The ALPS registry is being conducted in four centers in Alkmaar (the Netherlands), Leipzig, Paris (France,) and Singapore – all multidisciplinary centers with integrated wound care. This two-year retrospective evaluation was conducted in a cohort of 32 consecutive patients treated with the LimFlow system between 2014 and 2018.

Procedures were performed by a variety of operators, noted Dr Schmidt, including angiologists, interventional radiologists, and vascular surgeons.

The study’s primary endpoint was amputation-free survival at six months. Secondary endpoints included wound healing, limb salvage, and survival at 6, 12, and 24 months.

Patients with no-option CLTI, classed as Rutherford 5 and 6, were included in the study. Exclusion criteria were acute limb ischemia, extensive tissue loss, infection precluding limb salvage, and a known history of deep vein thrombosis.

As Dr Schmidt explained, LimFlow has built several devices dedicated to the pDVA procedure. The procedure is carried out by first advancing a venous ultrasound catheter into the tibial vein, while an arterial ultrasound catheter is advanced simultaneously into the target artery. Once the crossing site is reached, the arterial ultrasound catheter is rotated until peak ultrasound signal is achieved, indicating the optimal crossing point. After crossing, a valvulotome is introduced to destroy valves at the bottom of the foot. Then, forward flow is achieved by way of stent graft placement.

Dr Schmidt presented a case example of a 65-year-old patient who was on chronic dialysis, with forefoot gangrene. Several PTA attempts had previously and unsuccessfully been made, and the patient had calcified foot arteries precluding further attempts at PTA or bypass. “The procedure is fairly easy, I would say,” he said. “On the monitor, you can see whether these catheter tips are close to each other. Then we fire the needle from the artery to the vein. You take the balloons and wires down to destroy the valves with the valvulotome, and finally you take covered stents down to the foot. Blood then streams very quickly down.”

Describing the ALPS patient population, he continued, “Most patients [63%] were male. Regarding the SVS WIfI score, many of them were high-risk patients.

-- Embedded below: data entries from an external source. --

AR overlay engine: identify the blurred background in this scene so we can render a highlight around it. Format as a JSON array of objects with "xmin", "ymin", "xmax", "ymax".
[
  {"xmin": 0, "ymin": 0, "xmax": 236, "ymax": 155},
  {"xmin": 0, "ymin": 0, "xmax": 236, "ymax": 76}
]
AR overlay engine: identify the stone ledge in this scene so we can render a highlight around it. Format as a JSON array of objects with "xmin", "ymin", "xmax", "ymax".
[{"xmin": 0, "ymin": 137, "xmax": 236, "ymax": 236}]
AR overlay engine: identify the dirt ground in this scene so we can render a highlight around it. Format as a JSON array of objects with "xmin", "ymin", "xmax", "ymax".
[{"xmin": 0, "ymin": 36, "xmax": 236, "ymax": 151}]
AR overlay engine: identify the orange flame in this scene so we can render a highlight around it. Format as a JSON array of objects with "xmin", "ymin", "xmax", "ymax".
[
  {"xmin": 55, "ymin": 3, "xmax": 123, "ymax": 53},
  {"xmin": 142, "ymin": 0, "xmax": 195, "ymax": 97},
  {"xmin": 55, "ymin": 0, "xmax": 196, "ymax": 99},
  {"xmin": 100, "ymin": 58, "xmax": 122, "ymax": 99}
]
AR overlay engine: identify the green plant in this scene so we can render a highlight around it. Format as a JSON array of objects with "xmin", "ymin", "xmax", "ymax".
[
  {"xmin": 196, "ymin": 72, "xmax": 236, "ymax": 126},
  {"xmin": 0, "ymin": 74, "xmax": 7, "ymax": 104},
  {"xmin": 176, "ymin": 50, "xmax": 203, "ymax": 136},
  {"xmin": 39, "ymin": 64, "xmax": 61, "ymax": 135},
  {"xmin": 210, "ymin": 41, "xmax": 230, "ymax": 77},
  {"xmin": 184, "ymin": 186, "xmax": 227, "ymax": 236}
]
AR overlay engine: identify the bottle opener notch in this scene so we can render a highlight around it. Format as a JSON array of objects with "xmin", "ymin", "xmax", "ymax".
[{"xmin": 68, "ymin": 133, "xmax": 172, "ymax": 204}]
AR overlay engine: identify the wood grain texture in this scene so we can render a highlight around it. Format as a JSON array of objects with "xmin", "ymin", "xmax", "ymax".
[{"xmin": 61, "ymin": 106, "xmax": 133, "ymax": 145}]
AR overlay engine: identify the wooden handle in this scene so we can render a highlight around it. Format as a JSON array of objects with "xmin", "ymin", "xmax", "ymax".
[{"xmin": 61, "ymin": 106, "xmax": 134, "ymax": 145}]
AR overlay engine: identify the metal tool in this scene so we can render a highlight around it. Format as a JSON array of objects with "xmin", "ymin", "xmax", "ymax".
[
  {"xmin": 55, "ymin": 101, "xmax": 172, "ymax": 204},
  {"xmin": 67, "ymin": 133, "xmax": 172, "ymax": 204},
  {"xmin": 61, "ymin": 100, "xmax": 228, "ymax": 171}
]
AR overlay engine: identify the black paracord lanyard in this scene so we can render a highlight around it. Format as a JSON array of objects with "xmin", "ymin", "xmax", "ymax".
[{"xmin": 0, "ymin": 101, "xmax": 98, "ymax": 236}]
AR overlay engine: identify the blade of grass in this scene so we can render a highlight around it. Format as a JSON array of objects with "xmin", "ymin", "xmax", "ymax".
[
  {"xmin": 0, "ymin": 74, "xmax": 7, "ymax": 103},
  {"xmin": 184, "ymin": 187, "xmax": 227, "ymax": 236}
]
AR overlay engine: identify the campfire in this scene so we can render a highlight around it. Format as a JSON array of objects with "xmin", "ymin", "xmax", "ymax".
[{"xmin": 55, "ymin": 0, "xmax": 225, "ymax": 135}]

There were also a lot of renal insufficiency patients [53%], with 16% on chronic dialysis. Many were Rutherford category 5 [69%], and a third were category 6 [31%]. All patients’ wounds were ischemic, so these were really desperate patients in their baseline characteristics.”

In 86% of cases, the posterior tibial artery was connected to the veins, the anterior tibial in 10%, and the popliteal artery in 4%.

“The success rate of the procedure was really quite high at 97%,” continued Dr Schmidt. “Amputation-free survival out to two years was 67%. This is really quite an impressive number for these no-option patients. Survival rate at one year was 84%, at two years 80%. Freedom from major amputation was 80% after 12 months and after two years. Again, this is impressive.

“Complete wound healing was achieved in 73% at two years. This plateaued after 12 months. Median time for complete wound healing was about five months. This compares quite well with other registries dealing with CLI or severe CLI.”

A proportion of patients also underwent transcutaneous oxygen pressure (TcPO2) measurement follow-up over this two-year period. It was found that TcPO2 rose significantly in a mean of 45 days from baseline.

Dr Schmidt concluded, “This is the largest study of no-option CLI patients treated with the LimFlow device, showing mid- and long-term results. In this complex group, high technical success was achieved with very good amputation-free survival out to two years. Wound healing was achieved in the majority of the patients and the perfusion as measured by TcPO2 was also impressive.

“We think that, in selected patients with really no options, pDVA may be something we can offer for these patients, who otherwise are designated for major amputations.”